Grass-Fraud Beef: Worse Than Factory Farming

In her recent Wall Street Journal op-ed, "Actually, Raising Beef Is Good For The Planet," Nicolette Hahn Niman, a self-described vegetarian rancher, argues that raising cattle has environmental consequences that have been exaggerated by mainstream science and the media. Contrary to conventional wisdom, which is that beef production is ecologically unsound, she insists that raising cattle can lead to "an environmental gain for the planet."

Op-ed writers such as Niman are not obligated to objectively report facts the way that standard news reporters are. Instead, their task is to curate their own evidence powerfully enough to cause doubt among believers-to shake things up a bit-in the service of making a point.

Niman's point concerns the virtues of grass-fed beef. As such, she has her work cut out for her. We've known since the 1960's, empirically speaking, that beef production wreaks substantial ecological havocon already limited natural resources; and we know that, since that time-when the human population has doubled-that it's not only factory farms that cause ecological trouble, but small grass-fed operations run by environmentally conscious "stewards of the land."

Very serious research has shown that not only is grass-fed beef ecologically damaging but that it can be more so than the factory-farmed variety.

Given the depth of this scientific consensus, Niman's piece falls flat.

She begins by mocking the science that confirms a direct relationship between cow burps and farts and methane emissions (livestock are the world's leading cause of methane output), drawing our attention to critics who fret over "bovine burps, flatulence and even breath for climate change [emphasis added]."

Note the subtle meaning lent to that sentence by the sneaky little word, "even." The idea behind it is that such a proposition-cows breathing and belching and tooting-is a little bit ridiculous. But it's not. Two decades of research shows that, silly as the idea sounds, it's true.

Live animals are resource-intensive beings. At some point, Niman, if her piece is to have any standing, must demonstrate how breeding and populating the earth with resource-intensive bodies could possibly qualify as an environmental benefit. Recall, they breath and burp and pass gas and, in so doing, generate methane.

Niman assures us that there are ways to mitigate methane's impact and that, rest assured, how to do so is "now under vigorous study by agricultural colleges around the world." Needless to say, readers need more than the promise of future research to be convinced by such an astounding claim.

Niman spends the rest of the article asking the public to trust the scant science she has selected to support her piece. She highlights "Australian research" evidently showing how "certain nutritional supplements" can help reduce methane output.

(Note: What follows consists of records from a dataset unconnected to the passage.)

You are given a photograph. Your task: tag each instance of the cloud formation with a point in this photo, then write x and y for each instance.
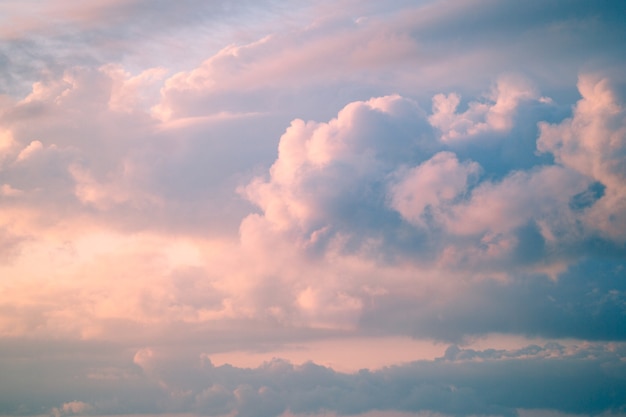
(237, 180)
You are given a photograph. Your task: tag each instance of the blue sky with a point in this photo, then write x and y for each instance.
(237, 208)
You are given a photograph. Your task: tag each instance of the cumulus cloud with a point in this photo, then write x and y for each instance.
(427, 189)
(146, 222)
(494, 115)
(593, 143)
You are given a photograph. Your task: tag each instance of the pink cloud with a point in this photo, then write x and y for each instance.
(495, 115)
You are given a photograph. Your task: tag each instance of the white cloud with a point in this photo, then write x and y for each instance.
(432, 186)
(494, 115)
(593, 142)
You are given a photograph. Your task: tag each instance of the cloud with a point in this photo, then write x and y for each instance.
(432, 186)
(205, 179)
(493, 116)
(463, 382)
(593, 143)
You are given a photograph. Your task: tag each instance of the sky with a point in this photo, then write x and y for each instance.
(296, 208)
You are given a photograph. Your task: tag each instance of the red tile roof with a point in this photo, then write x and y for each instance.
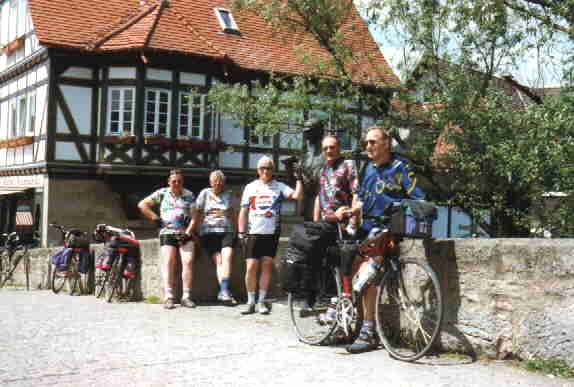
(191, 27)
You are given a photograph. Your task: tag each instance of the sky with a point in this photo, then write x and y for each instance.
(534, 70)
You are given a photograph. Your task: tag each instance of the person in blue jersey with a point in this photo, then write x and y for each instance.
(387, 178)
(259, 226)
(176, 220)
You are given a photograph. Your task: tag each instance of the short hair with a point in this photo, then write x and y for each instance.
(337, 141)
(267, 160)
(218, 173)
(385, 131)
(175, 171)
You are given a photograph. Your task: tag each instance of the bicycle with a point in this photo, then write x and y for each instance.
(79, 243)
(308, 310)
(408, 309)
(112, 281)
(11, 253)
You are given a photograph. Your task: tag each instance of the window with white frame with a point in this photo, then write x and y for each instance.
(192, 115)
(121, 111)
(31, 113)
(22, 115)
(226, 20)
(262, 140)
(156, 112)
(13, 118)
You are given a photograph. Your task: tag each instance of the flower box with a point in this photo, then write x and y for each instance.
(120, 140)
(157, 140)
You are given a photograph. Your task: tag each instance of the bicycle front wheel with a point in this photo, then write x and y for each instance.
(308, 311)
(59, 279)
(76, 287)
(409, 309)
(4, 267)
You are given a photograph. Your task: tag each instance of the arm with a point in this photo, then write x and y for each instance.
(298, 193)
(242, 220)
(316, 210)
(145, 207)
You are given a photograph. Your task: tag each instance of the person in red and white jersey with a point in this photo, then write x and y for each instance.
(259, 226)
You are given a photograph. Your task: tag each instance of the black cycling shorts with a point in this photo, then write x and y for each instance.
(213, 242)
(258, 246)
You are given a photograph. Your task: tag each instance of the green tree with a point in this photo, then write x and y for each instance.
(500, 159)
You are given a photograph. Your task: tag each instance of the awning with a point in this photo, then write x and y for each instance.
(4, 191)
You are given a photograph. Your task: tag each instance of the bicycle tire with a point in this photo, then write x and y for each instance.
(101, 280)
(58, 280)
(115, 281)
(306, 322)
(409, 309)
(4, 267)
(27, 270)
(75, 281)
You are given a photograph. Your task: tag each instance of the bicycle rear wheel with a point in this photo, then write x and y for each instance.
(59, 279)
(114, 283)
(306, 311)
(101, 281)
(4, 267)
(409, 309)
(75, 281)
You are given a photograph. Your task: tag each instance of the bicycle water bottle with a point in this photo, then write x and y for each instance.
(330, 315)
(365, 275)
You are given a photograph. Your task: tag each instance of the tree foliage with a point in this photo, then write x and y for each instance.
(501, 159)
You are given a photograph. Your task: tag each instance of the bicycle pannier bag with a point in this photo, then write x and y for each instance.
(413, 218)
(77, 239)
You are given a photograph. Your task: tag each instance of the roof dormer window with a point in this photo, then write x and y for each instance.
(226, 21)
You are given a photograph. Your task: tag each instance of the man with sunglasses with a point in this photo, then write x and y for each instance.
(387, 178)
(259, 226)
(176, 220)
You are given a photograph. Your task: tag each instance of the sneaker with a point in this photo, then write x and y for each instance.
(248, 309)
(169, 304)
(263, 308)
(365, 342)
(188, 303)
(226, 297)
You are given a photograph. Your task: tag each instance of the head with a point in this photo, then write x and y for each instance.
(378, 144)
(175, 180)
(313, 130)
(217, 180)
(265, 167)
(331, 149)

The claim seems vague, even in a cursory op-ed piece (which typically must be kept to 750 words or so). Reduce by how much? What are the supplements? Who funded the Australians?

She also claims that ruminant hoof action and manure can help sequester carbon, citing as evidence an "estimate" by the Union of Concerned Scientists, an organization that frequently comes under fire for exaggerating research claims. Perhaps most critically, she adds the qualifier that carbon sequestration only works when "good farming practices are followed." That's the most important claim in the piece. But when are good farming practices followed? Niman won't say, probably because it happens in isolation and in ways that cannot be scaled up.

If you study the way Niman arranges her evidence, and examine the way she dresses it up rhetorically, it may ring a bell. You may discern a familiar pattern at work: one that has been brilliantly honed by none other than global-warming deniers.

This is a most disturbing implication of Niman's op-ed.

In her rejection of science (such as that summarized here and reified by thousands of other studies) and her plea for our conversion to her point of view, Niman engages in the populist politics of distrust. Yes, we would all love to have an environmental justification for eating beef, but it will take more than a lazy appeal to do so from an economically self-interested rancher such as Niman.